Reforms needed by modern educationWhen we are born, we want to eat the world. Our curiosity is insatiable, and we need to know every single detail about every single thing we stumble upon. Fast-forward twelve years or less. That innate curiosity is just a fading memory. Whatever ingenuity we have we use only to figure out the best way to play truant.

What has happened here? Where has the spirit of enquiry gone? The answer is at the same time counterintuitive and obvious: it was school that has taught us not to care. Education has effectively killed our curiosity.

Granted, this doesn’t describe everyone’s experience, but it’s nonetheless an extremely common occurrence in modern Western society. It’s obvious that the modern system of education is profoundly flawed. It can even be detrimental to the students sometimes. But how to fix it? Or maybe the question should be, can it be fixed at all? Is there something inherently wrong at the core of modern education? Can a few reforms here and there patch it up, or should just tear the house down?

These are important questions with no easy answers. But, if we want the next generations to be able to keep up with the relentless pace of 21st century society, we must something about education.

Let’s first look at the root of the problem. It could be argued that ‘broken’ is not the right word to describe modern education. The right word is ‘old.’

Yes, it sounds like a paradox, but modern education is just too old. It’s outdated and archaic, a legacy system inherited from the Industrial Revolution. This system was designed to cater to the needs of the era – and also by the principles of the Revolution. Long rows of identical, neat desks in front of a drilling instructor, an emphasis on orderliness and standardized texts – it’s the principle of Ford’s assembly line applied to the mass production of cheap but usable professionals.

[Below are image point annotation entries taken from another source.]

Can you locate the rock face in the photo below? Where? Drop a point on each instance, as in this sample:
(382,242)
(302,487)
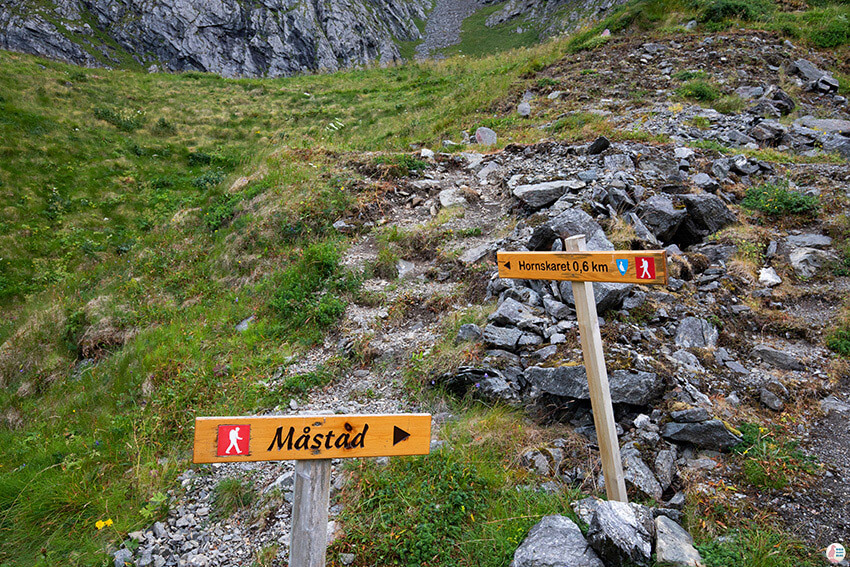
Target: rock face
(674,546)
(232,38)
(555,542)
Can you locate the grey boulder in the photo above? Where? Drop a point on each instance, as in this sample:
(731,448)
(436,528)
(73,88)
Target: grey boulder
(621,533)
(661,217)
(694,332)
(539,195)
(555,541)
(626,387)
(777,358)
(608,295)
(711,434)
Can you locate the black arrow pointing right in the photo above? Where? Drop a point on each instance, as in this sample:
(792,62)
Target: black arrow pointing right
(399,435)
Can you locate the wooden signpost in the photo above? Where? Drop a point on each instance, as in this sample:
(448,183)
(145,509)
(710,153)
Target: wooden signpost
(311,441)
(582,267)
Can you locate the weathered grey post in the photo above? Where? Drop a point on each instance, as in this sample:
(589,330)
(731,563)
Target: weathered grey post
(309,539)
(597,380)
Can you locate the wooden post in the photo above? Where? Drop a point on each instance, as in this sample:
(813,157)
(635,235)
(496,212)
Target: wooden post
(309,539)
(597,379)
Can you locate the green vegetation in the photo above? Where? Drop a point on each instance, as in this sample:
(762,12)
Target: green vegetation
(477,39)
(839,340)
(756,547)
(230,495)
(461,505)
(145,216)
(776,199)
(699,90)
(770,460)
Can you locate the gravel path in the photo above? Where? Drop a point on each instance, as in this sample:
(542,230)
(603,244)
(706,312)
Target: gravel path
(443,26)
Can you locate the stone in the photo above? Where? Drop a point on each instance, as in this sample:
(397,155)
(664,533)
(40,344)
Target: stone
(469,332)
(809,262)
(570,222)
(501,337)
(512,313)
(768,132)
(711,434)
(659,215)
(540,195)
(483,383)
(683,152)
(707,214)
(556,309)
(642,232)
(808,240)
(122,557)
(638,475)
(705,182)
(694,332)
(270,39)
(555,541)
(768,277)
(244,324)
(598,146)
(452,197)
(830,125)
(626,387)
(609,295)
(674,547)
(544,462)
(690,415)
(665,467)
(159,530)
(619,162)
(777,358)
(619,535)
(486,136)
(770,400)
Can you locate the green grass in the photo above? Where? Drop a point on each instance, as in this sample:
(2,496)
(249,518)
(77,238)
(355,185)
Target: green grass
(477,39)
(144,216)
(762,546)
(460,505)
(776,199)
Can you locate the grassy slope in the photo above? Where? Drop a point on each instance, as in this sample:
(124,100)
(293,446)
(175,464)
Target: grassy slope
(93,254)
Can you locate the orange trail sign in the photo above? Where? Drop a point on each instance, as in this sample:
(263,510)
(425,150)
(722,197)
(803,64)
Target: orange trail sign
(228,439)
(626,266)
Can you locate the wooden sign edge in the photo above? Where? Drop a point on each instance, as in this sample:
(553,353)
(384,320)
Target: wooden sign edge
(200,458)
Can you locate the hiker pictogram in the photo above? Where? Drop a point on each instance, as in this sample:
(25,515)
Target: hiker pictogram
(233,440)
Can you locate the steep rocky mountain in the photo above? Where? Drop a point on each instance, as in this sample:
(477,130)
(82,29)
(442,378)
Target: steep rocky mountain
(230,37)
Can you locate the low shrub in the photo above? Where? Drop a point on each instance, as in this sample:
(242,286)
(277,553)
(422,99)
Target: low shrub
(307,297)
(699,90)
(126,122)
(232,494)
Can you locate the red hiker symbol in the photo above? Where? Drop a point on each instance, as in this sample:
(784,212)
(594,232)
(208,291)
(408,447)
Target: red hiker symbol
(233,440)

The societal realities of those times, though, are very different to ours. Back then, technological employment was threatening those who had traditionally made a living with manual labor; mass education was necessary to create bookkeepers, clerks and administrators that could keep the machinery running. Now, though, we’re going through a second Industrial Revolution – only now it’s not menial manual labor that is being threatened, but menial mental labor. The development of AI is making many administrative jobs increasingly irrelevant. And the landscape is bound to change vastly in the next few decades.

According to scholar Cathy Davidson, sixty-five percent entering grade school today will end up working in positions that haven’t even been invented yet. Instead of focusing in this future, modern education insists in treating students as if they were living in the eighteenth century.

Future jobs won’t require raw mental power, mindless number-crunching and mnemotechnics – computers will take care of that. Future jobs will require creativity, individuality and a can-do attitude. Though these values often get lip-service from teachers all over the world, the reality of education inculcates exactly the opposite ideas in children. They’re taught to learn by rote and discard their knowledge as soon as it has been put onto the exam paper. They’re taught, often through fear, not only to respect authority but not to question it.

Reform on education, then, must take place from the root. How to do this, though, is a hard and complex question. There is, however, one immediate concern that could be maiming our children’s prospects: the way education is killing curiosity, creativity and passion.

Let’s look at an obvious case: reading. It’s no secret that children hate reading nowadays. It has already become somewhat of a relic as a form of entertainment, and this is not only because of TV and the Internet – it’s also in great part Shakespeare’s fault.

Now, it’s obvious that Shakespeare, Chaucer, and all the other classic writers taught in English classes are great masters of literature, and that educated people should absolutely know about them. However, the fact is that students don’t really understand Shakespeare’s world, and explaining it to them doesn’t help things. After all, literature is felt viscerally. The result is that children start linking together reading and tedious classes about historical contexts.

How to fix this? By not teaching children literature on itself, but the fact that literature is meant to be enjoyed. Teachers should, on a case-by-case basis, see what interests their students and let them read whatever grips their young minds. What if it’s popular fiction? What if, by literary standards, it’s “trash”? Then at least they’ll be reading out of passion, not of obligation. And passion breeds deeper interests. Students will, once they have a deeper understanding of literature, be attracted to more difficult works, such as Shakespeare.

How to implement this less rigid, more organic way of learning is by no means easy, especially given how students outnumber education professionals. Clearly technology would be a crucial component of this new model. But however we decide to do it, it’s important that we find solutions, and that we find them soon, before we damage the future of the next generation of professionals.